Commercial truck OEM Dennis Eagle’s electric 26-ton refuse collection vehicle has gone into service with customers around the UK, and early customers are giving it glowing reviews.
The eCollect is based on Dennis Eagle’s Elite 6×2 rear-steer chassis with Olympus 19-cubic-meter body and Terberg automatic split bin lift. This is the company’s best-selling vehicle configuration, so it’s already familiar to most drivers, operators and maintenance teams. The diesel engine, transmission and other legacy components have been replaced by a 300 kWh battery system and a 200 kW electric drivetrain.
The eCollect has gone through two years of safety, efficiency and homologation compliance tests. “Such extensive testing requires a huge investment in time, money and resources and consequently, this is the hallmark of an OEM,” said Dennis Eagle Sales and Marketing Director Richard Taylor. “It means our customers can feel totally confident that the eCollect will deliver what they are expecting in terms of safety, efficiency and operational costs.”

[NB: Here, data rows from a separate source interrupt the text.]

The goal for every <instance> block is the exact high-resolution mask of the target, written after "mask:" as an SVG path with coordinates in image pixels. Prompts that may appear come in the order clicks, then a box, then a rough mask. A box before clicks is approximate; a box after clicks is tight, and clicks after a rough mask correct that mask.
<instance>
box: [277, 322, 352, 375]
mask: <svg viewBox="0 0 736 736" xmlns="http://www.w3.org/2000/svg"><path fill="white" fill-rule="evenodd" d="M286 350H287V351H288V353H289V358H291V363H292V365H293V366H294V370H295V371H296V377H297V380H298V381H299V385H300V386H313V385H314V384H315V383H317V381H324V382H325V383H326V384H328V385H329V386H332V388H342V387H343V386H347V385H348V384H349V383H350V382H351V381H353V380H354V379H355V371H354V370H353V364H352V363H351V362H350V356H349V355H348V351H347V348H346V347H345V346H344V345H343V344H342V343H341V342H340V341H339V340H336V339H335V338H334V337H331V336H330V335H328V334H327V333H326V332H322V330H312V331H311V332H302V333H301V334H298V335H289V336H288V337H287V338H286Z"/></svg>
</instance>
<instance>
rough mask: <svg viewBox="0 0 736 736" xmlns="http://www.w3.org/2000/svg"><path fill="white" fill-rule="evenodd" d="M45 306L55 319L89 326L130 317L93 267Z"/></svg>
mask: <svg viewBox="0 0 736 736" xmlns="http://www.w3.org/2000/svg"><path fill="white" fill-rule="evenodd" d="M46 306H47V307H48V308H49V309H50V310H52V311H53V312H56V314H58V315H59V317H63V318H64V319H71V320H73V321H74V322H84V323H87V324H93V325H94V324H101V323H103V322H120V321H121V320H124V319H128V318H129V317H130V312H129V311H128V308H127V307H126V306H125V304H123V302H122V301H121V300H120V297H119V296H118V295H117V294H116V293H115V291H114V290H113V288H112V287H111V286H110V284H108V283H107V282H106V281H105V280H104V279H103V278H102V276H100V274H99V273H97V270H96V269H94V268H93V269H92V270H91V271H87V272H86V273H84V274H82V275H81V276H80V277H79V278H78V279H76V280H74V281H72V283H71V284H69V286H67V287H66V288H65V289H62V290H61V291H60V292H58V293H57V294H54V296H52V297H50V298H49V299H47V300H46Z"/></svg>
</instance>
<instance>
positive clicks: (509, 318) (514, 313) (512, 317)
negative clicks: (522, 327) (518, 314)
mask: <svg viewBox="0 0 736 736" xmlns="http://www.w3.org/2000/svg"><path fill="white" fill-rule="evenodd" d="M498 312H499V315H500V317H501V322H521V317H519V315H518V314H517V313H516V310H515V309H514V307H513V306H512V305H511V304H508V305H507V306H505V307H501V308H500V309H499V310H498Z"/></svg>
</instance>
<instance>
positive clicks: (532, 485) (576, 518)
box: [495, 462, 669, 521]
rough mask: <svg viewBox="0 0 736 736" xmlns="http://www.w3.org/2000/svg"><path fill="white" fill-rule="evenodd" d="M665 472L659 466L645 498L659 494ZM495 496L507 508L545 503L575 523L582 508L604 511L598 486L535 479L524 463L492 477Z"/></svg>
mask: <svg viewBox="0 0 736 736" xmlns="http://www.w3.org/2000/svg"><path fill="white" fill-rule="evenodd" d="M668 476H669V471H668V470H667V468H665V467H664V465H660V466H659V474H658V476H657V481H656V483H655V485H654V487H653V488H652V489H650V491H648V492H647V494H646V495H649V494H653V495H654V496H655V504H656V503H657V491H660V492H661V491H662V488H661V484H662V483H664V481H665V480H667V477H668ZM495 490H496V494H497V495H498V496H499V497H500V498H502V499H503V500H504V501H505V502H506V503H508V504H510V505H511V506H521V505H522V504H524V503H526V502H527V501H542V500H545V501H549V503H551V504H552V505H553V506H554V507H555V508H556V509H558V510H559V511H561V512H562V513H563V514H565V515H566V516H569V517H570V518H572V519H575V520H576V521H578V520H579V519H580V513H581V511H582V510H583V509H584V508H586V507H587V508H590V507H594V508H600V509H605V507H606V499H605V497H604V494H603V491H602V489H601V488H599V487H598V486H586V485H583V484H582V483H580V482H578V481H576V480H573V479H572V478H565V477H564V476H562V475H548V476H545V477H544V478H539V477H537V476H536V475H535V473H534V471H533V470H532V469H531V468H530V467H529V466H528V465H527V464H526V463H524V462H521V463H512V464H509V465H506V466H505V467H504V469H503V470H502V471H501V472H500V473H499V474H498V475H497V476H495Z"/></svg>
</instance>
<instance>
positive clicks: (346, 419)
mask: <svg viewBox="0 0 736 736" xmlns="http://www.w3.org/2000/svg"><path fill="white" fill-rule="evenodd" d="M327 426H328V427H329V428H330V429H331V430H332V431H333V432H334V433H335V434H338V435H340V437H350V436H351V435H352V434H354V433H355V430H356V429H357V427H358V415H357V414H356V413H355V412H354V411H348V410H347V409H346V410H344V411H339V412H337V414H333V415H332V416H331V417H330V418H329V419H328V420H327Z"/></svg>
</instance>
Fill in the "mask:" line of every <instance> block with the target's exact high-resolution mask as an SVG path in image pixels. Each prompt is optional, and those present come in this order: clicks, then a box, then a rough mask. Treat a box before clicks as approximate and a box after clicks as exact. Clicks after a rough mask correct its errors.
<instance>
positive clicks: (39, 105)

“The zero-emissions eCollect is a viable alternative to our best-selling diesel vehicle—both commercially and operationally—but it represents much more than that,” Taylor continued. “If you consider that RCVs routinely visit every street where people live in every community in the country, the positive impact of having an emissions-free option in our industry is very significant indeed. The fact that we have reached the point where we can produce a 26-ton vehicle for such an energy-demanding role also speaks volumes about how far electric vehicles have developed in recent years and how much more widespread they will become in the near future.”
The first vehicle went into service with Nottingham City Council, which bought two eCollects. Islington Council and Greater Cambridge Shared Waste Service soon followed, and several other municipal customers, including Dundee, York and Oxford, are planning to put eCollects into service shortly.
“The electric RCV is the Holy Grail of municipal vehicles and we have wanted one for years, so to finally get our hands on them and put them in to service emptying bins is very satisfying indeed,” said Nottingham City Council Assistant Manager (Fleet) Andrew Smith. “Both our eCollects are in operation and both are out-performing the diesels they replaced. In the first few weeks we have saved around 60 to 70 liters of diesel per truck per day.”
“The drivers love them,” Smith continued. “They don’t want to go back to diesel vehicles. They say they’re easier to drive, and they particularly love the extra torque. Parts of Nottingham are quite hilly and diesel trucks can struggle with a big load, but these eCollects take it in their stride. Our eCollects have been going out at 6:30 am and finishing at around 1:30 pm, collecting a full load, then a smaller one—up to 18 tons in total. But they’re coming back with 40% charge remaining. The vehicles are finishing quicker, shaving around an hour off the run time. So, all in all, we’re delighted with them.”